結節性硬化症と診断された方とご家族の方へ

病気とじょうずにつきあっていくために

結節性硬化症(けっせつせいこうかしょう)は、どんな病気ですか?

結節性硬化症(けっせつせいこうかしょう) は、現時点では完全に治すことは難しい病気です。結節性硬化症と診断され治すことが難しい病気であることを聞かされたら、ショックで前向きな気持ちになれないかもしれません。同じ立場に立たされたら、誰もがそういう気持ちになる自然な心の反応です。
結節性硬化症は難病に指定されている病気ですが、その中では比較的患者さんの数も多いため、わかっていることが多く、急激に病気の状態が悪化してしまうことはあまりない穏やかな病気です。
病気のことをよく知って対応していけば、じょうずにつきあっていくことができるでしょう。
一生つきあっていく病気ですが、症状がなかったり軽い場合には、治療の必要がない場合もありますし、定期的に検査を受けるだけでよい時期もあります。

まずは、正しい情報を集めましょう

まずは、病気に対していたずらにおそれや不安をもたずに、正しい情報を集めて、病気のことをきちんと理解して対処していくという心構えを持ちましょう。
気になることや疑問があったら、医師や看護師、薬剤師など病院のスタッフに相談してみることがお勧めです。正しい情報や手助けとなる人を見分ける知恵をもち、一人で抱え込まないことが何よりも大切なことです。
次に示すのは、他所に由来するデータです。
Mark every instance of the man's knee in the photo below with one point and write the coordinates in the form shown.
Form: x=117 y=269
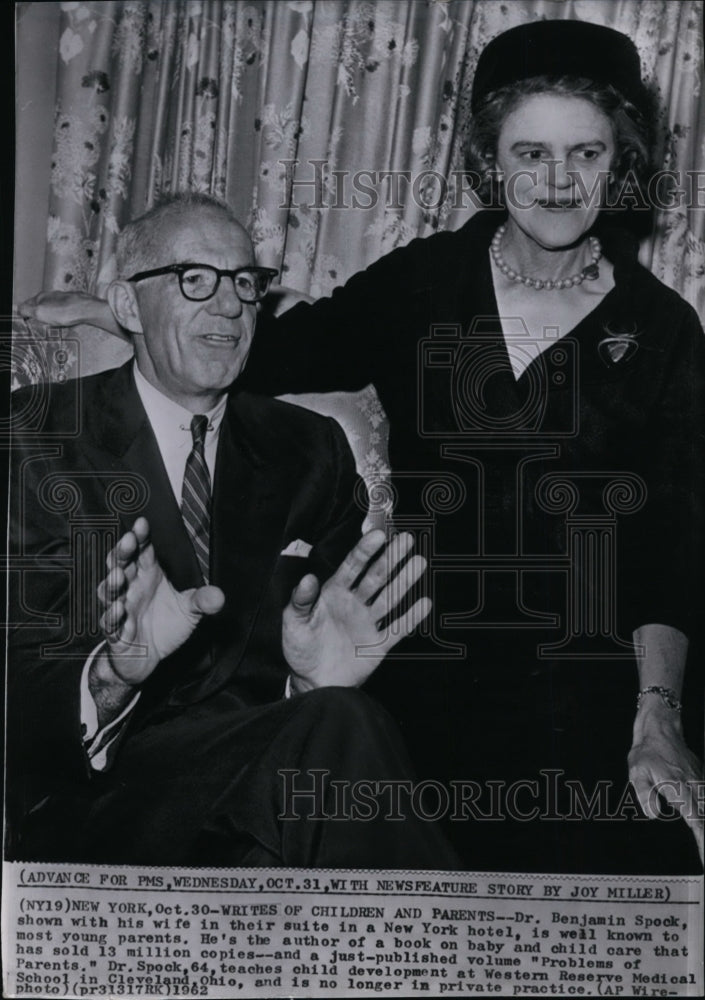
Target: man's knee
x=343 y=707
症状がないときでも定期的に受診しつづけることが大切です

結節性硬化症になると、体のいろいろな場所に症状があらわれることがあります。症状のあらわれ方には個人差があり、年齢によってもあらわれやすい症状が違います。
だからこそ、症状が何もなくても定期的(場合によっては1~3年に1度など)に受診し病気の状態を把握して、必要なときに治療を受けることで合併症に対処していくことが大切です。そうすることで、病気が日常の生活に及ぼす影響を最小限にすることも可能となるでしょう。
できることを少しずつ続けていくことが、何よりの力となります。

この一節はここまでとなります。